Chipmaker Shakedowns
But if Apple’s story is about appeasement, the chipmaker saga is pure shakedown artistry. The Intel deal is particularly unhinged. Trump publicly attacks the CEO, then “lets” him keep his job in exchange for a massive government stake in a company that didn’t need saving. Intel’s own SEC filing reads like a horror movie script: stock dilution, potential lawsuits, unpredictable future risks. They’re basically admitting they were coerced into a bad deal. And the Nvidia/AMD arrangement? It seems completely backwards. The US imposes export curbs to slow China’s AI progress, then turns around and sells licenses for a cut of the revenue from even more advanced chips. Experts are right to be confused. It looks less like policy and more like a protection racket—pay up, and we’ll look the other way on national security. The legality is foggy at best, which just adds to the uncertainty paralyzing the sector.
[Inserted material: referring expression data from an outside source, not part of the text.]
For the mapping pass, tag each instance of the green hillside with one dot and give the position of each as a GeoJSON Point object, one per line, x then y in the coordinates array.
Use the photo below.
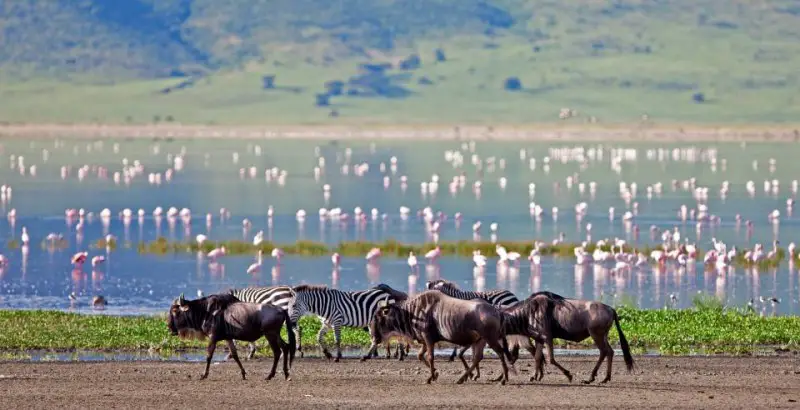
{"type": "Point", "coordinates": [399, 61]}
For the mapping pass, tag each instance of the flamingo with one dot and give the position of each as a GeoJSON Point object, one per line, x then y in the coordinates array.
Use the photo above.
{"type": "Point", "coordinates": [98, 260]}
{"type": "Point", "coordinates": [480, 260]}
{"type": "Point", "coordinates": [256, 267]}
{"type": "Point", "coordinates": [216, 253]}
{"type": "Point", "coordinates": [79, 258]}
{"type": "Point", "coordinates": [99, 302]}
{"type": "Point", "coordinates": [373, 254]}
{"type": "Point", "coordinates": [433, 254]}
{"type": "Point", "coordinates": [412, 261]}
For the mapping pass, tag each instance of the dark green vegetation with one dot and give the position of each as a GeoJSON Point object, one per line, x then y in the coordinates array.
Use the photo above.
{"type": "Point", "coordinates": [393, 61]}
{"type": "Point", "coordinates": [391, 248]}
{"type": "Point", "coordinates": [708, 328]}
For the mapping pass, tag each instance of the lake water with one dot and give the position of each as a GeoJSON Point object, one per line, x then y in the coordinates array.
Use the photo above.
{"type": "Point", "coordinates": [216, 174]}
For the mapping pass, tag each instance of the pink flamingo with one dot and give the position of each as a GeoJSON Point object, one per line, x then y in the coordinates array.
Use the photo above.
{"type": "Point", "coordinates": [216, 253]}
{"type": "Point", "coordinates": [98, 260]}
{"type": "Point", "coordinates": [79, 258]}
{"type": "Point", "coordinates": [433, 254]}
{"type": "Point", "coordinates": [277, 253]}
{"type": "Point", "coordinates": [255, 267]}
{"type": "Point", "coordinates": [373, 254]}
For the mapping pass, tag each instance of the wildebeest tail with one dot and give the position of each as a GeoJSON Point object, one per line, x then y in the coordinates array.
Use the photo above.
{"type": "Point", "coordinates": [290, 335]}
{"type": "Point", "coordinates": [623, 342]}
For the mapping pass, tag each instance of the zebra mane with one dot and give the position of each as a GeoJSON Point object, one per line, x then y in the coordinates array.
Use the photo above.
{"type": "Point", "coordinates": [447, 284]}
{"type": "Point", "coordinates": [307, 288]}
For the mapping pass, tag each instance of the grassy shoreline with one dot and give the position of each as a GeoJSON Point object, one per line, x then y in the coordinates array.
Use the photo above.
{"type": "Point", "coordinates": [548, 131]}
{"type": "Point", "coordinates": [392, 248]}
{"type": "Point", "coordinates": [707, 328]}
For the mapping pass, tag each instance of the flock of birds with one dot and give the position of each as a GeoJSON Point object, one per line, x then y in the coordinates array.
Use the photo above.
{"type": "Point", "coordinates": [674, 249]}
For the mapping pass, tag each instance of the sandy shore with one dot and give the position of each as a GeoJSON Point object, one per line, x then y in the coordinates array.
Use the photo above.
{"type": "Point", "coordinates": [675, 382]}
{"type": "Point", "coordinates": [547, 132]}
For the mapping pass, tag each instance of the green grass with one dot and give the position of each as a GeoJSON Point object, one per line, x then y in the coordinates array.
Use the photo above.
{"type": "Point", "coordinates": [611, 61]}
{"type": "Point", "coordinates": [392, 248]}
{"type": "Point", "coordinates": [708, 328]}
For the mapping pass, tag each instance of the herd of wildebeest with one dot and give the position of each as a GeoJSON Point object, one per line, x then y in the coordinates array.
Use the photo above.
{"type": "Point", "coordinates": [442, 313]}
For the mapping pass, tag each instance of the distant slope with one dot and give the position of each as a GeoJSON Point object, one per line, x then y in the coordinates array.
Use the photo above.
{"type": "Point", "coordinates": [252, 61]}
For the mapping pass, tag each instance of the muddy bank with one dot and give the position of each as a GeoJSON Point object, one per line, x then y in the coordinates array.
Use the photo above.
{"type": "Point", "coordinates": [533, 132]}
{"type": "Point", "coordinates": [667, 382]}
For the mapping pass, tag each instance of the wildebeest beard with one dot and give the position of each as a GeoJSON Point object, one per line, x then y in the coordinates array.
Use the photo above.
{"type": "Point", "coordinates": [191, 334]}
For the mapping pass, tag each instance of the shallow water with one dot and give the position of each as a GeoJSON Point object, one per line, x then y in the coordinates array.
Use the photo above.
{"type": "Point", "coordinates": [40, 277]}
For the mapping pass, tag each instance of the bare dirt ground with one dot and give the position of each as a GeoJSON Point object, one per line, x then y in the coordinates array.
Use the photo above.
{"type": "Point", "coordinates": [680, 382]}
{"type": "Point", "coordinates": [532, 132]}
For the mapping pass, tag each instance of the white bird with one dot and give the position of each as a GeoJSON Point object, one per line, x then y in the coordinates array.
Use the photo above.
{"type": "Point", "coordinates": [433, 254]}
{"type": "Point", "coordinates": [216, 253]}
{"type": "Point", "coordinates": [258, 239]}
{"type": "Point", "coordinates": [480, 260]}
{"type": "Point", "coordinates": [412, 261]}
{"type": "Point", "coordinates": [373, 254]}
{"type": "Point", "coordinates": [98, 260]}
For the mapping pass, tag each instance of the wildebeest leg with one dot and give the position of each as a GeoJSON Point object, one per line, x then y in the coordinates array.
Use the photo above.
{"type": "Point", "coordinates": [421, 354]}
{"type": "Point", "coordinates": [466, 366]}
{"type": "Point", "coordinates": [235, 356]}
{"type": "Point", "coordinates": [321, 340]}
{"type": "Point", "coordinates": [552, 358]}
{"type": "Point", "coordinates": [429, 346]}
{"type": "Point", "coordinates": [538, 360]}
{"type": "Point", "coordinates": [606, 351]}
{"type": "Point", "coordinates": [499, 350]}
{"type": "Point", "coordinates": [212, 346]}
{"type": "Point", "coordinates": [252, 353]}
{"type": "Point", "coordinates": [337, 337]}
{"type": "Point", "coordinates": [275, 345]}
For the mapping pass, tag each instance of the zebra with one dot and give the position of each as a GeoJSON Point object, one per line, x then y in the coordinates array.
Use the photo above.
{"type": "Point", "coordinates": [498, 298]}
{"type": "Point", "coordinates": [278, 296]}
{"type": "Point", "coordinates": [337, 308]}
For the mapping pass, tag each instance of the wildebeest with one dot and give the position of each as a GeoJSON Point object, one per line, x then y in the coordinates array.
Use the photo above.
{"type": "Point", "coordinates": [499, 298]}
{"type": "Point", "coordinates": [545, 316]}
{"type": "Point", "coordinates": [224, 317]}
{"type": "Point", "coordinates": [279, 296]}
{"type": "Point", "coordinates": [432, 317]}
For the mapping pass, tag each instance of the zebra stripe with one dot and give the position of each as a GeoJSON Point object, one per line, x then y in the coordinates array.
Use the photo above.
{"type": "Point", "coordinates": [498, 297]}
{"type": "Point", "coordinates": [336, 309]}
{"type": "Point", "coordinates": [279, 296]}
TikTok and the Tariff Mess
The TikTok deal feels like the one “win” Trump could point to, but it’s fraught. ByteDance resisted for most of the year, and China’s approval was the final key. Now, the app’s future is a giant question mark. Will it go “100 percent MAGA” as Trump suggested? Probably not, but even the suggestion will alienate users. More importantly, does this forced sale with US government-blessed investors even satisfy the existing divest-or-ban law? Legal challenges are a certainty in 2026. Meanwhile, the broader tariff machinery is a disaster. Trump has changed rates 100 times, hitting $223 billion in exports. The goal of reshoring manufacturing is failing—the US is losing blue-collar jobs. And the whole thing might be on borrowed time if the Supreme Court rules he overstepped with the IEEPA. Companies are just eating the costs and the chaos. They’re not adapting supply chains; they’re just taking it on the chin.
Big Tech’s Silent Surrender
So why is tech taking this lying down? I think they’re numb. After years of antitrust scrutiny and regulatory battles, a chaotic, personal, and unpredictable trade war is a different beast. You can’t lobby a coherent policy that doesn’t exist. You can’t plan around tariffs that change 100 times. When the pressure gets personal—a tweet targeting your CEO, a threat aimed solely at your product—the corporate instinct is to make it stop, fast. Apple bought silence with gold. Intel bought survival with equity. It’s a short-term fix that creates long-term instability for everyone. The real kicker? This isn’t even achieving its stated goals. Manufacturing isn’t coming back. The supply chain isn’t more secure. We’re just left with a series of bizarre, expensive anecdotes and a looming $1 trillion tariff refund bill. It’s a costly circus, and tech companies have decided it’s easier to just clap along.